SpeechFirst was a "Tech for Positive Futures" initiative from a team at Capgemini. Our goal was to apply machine learning and artificial intelligence to address the shortage of speech and language therapists in the UK.
Learn more about SpeechFirst at the below links:
During the course of the project we sought to prove the viability of evaluating speech with machine learning. Now we want to open-source our learnings, such that others can build upon the work we did to further research this field.
We exclusively built tooling to evaluate:
- Consonant sound replication accuracy
- Phoneme identification and accuracy
- Pitch consistency
- Volume consistency
- Transcription comparison
In addition to these individual metrics, we devised a mechanism for computing a score that combined any of the above metrics, where appropriate for a given task or exercise.
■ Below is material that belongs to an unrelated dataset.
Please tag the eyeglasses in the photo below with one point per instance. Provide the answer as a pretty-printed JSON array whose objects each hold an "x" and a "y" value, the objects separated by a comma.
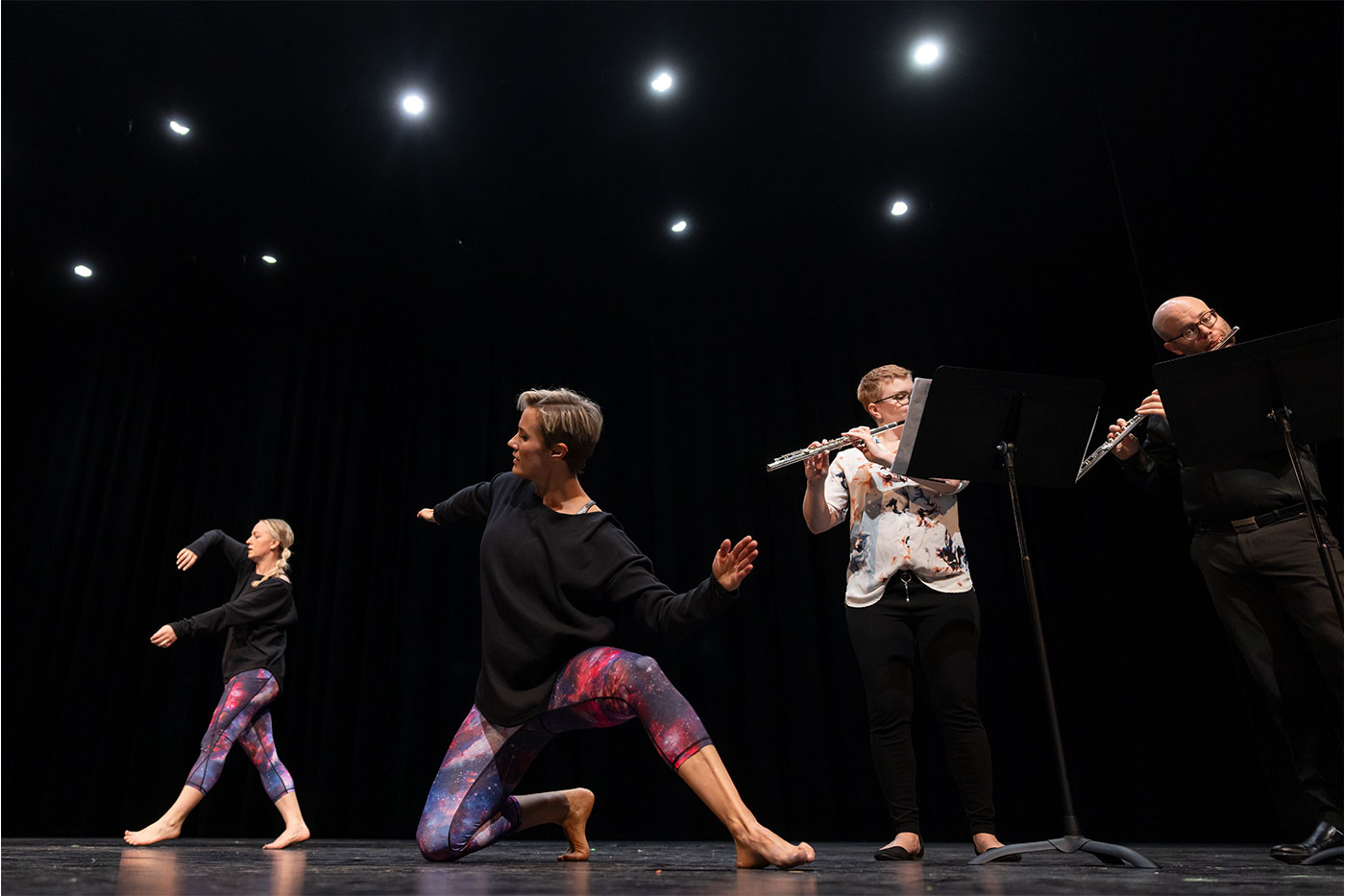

We are not publishing any pre-trained models. This repository serves as our research, not a ready-for-usage product and is released under MIT licensing without warranty or liability.
We're providing our modelling resources, data collection tools and inference code. We won't be providing any pre-trained models or data.
Within this project, there are three subdirectories:
- data-collection
- modeling
- inference
Read the readme.md in each directory for a guide on how to get the relevant step running.
You will need to begin with data collection, bring that data into modelling and then finally leverage the trained models you've produced in inference.